Intraoperative Multimodality Monitoring in Adult Spinal Deformity: Analysis of a Prospective Series of One Hundred Two Cases With Independent Evaluation

    loading  Checking for direct PDF access through Ovid

Abstract

Study Design.

A retrospective analysis of prospectively collected data of 102 consecutive adult patients who underwent intraoperative neurophysiological monitoring (IOM) during spinal deformity corrective surgery.

Objective.

To report the sensitivity and specificity of combined IOM in this study population using the postoperative neurologic examination as the “gold standard.”
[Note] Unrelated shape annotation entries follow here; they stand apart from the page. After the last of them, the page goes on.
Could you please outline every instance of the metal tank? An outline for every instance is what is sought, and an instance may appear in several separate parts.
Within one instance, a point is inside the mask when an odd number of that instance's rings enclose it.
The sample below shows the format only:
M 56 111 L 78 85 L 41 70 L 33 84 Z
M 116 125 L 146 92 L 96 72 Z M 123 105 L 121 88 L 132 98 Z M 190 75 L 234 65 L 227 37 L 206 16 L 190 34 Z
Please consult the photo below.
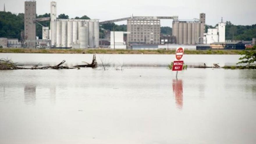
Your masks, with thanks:
M 73 22 L 72 21 L 69 21 L 67 22 L 67 47 L 72 47 L 73 43 Z
M 56 33 L 56 32 L 55 32 L 55 33 Z M 51 30 L 49 29 L 49 40 L 51 40 Z
M 192 24 L 192 32 L 191 33 L 191 44 L 192 45 L 195 45 L 195 42 L 196 42 L 196 38 L 195 38 L 195 23 L 193 23 Z
M 176 43 L 179 42 L 179 23 L 173 22 L 173 36 L 176 37 Z
M 94 46 L 94 22 L 89 22 L 89 45 L 90 47 L 95 47 Z
M 57 19 L 57 6 L 56 2 L 51 2 L 51 31 L 49 37 L 51 40 L 51 45 L 53 47 L 56 46 L 57 38 L 57 26 L 56 20 Z M 49 33 L 50 33 L 49 32 Z
M 62 22 L 62 33 L 61 33 L 62 40 L 61 47 L 67 47 L 67 23 L 66 21 Z
M 84 49 L 87 48 L 86 44 L 86 27 L 81 26 L 79 28 L 79 40 L 80 42 L 80 48 Z
M 188 44 L 191 45 L 191 43 L 192 32 L 192 24 L 188 23 Z
M 197 43 L 199 42 L 199 39 L 198 38 L 200 37 L 200 23 L 197 23 L 196 24 L 196 35 L 195 38 L 196 38 L 196 42 Z
M 179 44 L 183 44 L 183 23 L 179 24 Z
M 74 44 L 77 43 L 77 40 L 78 34 L 78 23 L 76 21 L 73 22 L 73 43 Z
M 188 24 L 183 24 L 183 43 L 185 45 L 188 44 Z
M 99 48 L 99 29 L 98 21 L 94 22 L 94 47 Z
M 61 40 L 62 38 L 61 37 L 61 32 L 62 31 L 61 22 L 59 21 L 56 22 L 56 33 L 57 33 L 56 35 L 56 47 L 61 47 L 61 43 L 62 42 L 62 41 Z
M 77 29 L 78 30 L 78 32 L 77 34 L 78 34 L 78 37 L 77 37 L 77 38 L 78 38 L 78 40 L 77 40 L 77 43 L 79 43 L 80 42 L 79 42 L 79 38 L 80 37 L 80 36 L 79 35 L 80 32 L 79 32 L 79 31 L 80 31 L 80 27 L 82 26 L 82 22 L 81 21 L 81 20 L 79 20 L 79 21 L 78 22 L 78 28 Z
Summary of Background Data.

IOM is recommended during corrective spinal surgery and has been widely used in the pediatric deformity population. However, there are limited data describing the application of IOM in adults undergoing spinal deformity corrective surgery.

Methods.

The study group consisted of 102 patients undergoing spinal deformity corrective surgery between 2001 and 2004. Patients were monitored using at least 2 or more electrophysiological methods including somatosensory-evoked potentials (SSEP), motor-evoked potentials (MEP), and electromyography (EMG).

Results.

The mean age of patients was 41.5 years (±17). The majority of the operative procedures involved instrumented fusion from thoracic to lumbar/sacral spine (n = 55), thoracic-pelvis fusion (n = 26), and a combined total of 32 osteotomies (including 25 pedicle subtraction osteotomies and 7 Smith-Peterson osteotomies). SSEPs were recorded successfully in 101 (99%), EMGs in 89 of 102 (87%), and MEPs in 12 of 16 (75%). Five cases were true positives (4.95%), and these were all detected by combined monitoring (2-SSEP, 2-EMG, 1-MEP). There were no false positives with SSEPs, but EMG resulted in 30 of 89 (34%) false positives. There were 4 false negatives with SSEPs, which reduced its sensitivity to 33%. There was 1 false negative with EMG, and 0 with MEPs. When these results were collated, the overall sensitivity of combined multimodality IOM in this adult deformity series was 100%, specificity 84.3%, PPV 13.9%, and NPV 97%. The combined sensitivity in the osteotomy group (n = 32) was 67%, specificity 98%, PPV 80%, and NPV 96%. In comparison, there were no IOM abnormalities in those patients who had in situ/minor corrective procedures (n = 18; largely adult degenerative scoliosis).

Conclusion.

Multimodality IOM of spinal cord sensory and motor function during surgical correction of adult spinal deformity is feasible and provides useful neurophysiological data with an overall sensitivity of 100% and a specificity of 84.3% (67% and 98%, respectively in patients undergoing major deformity correction).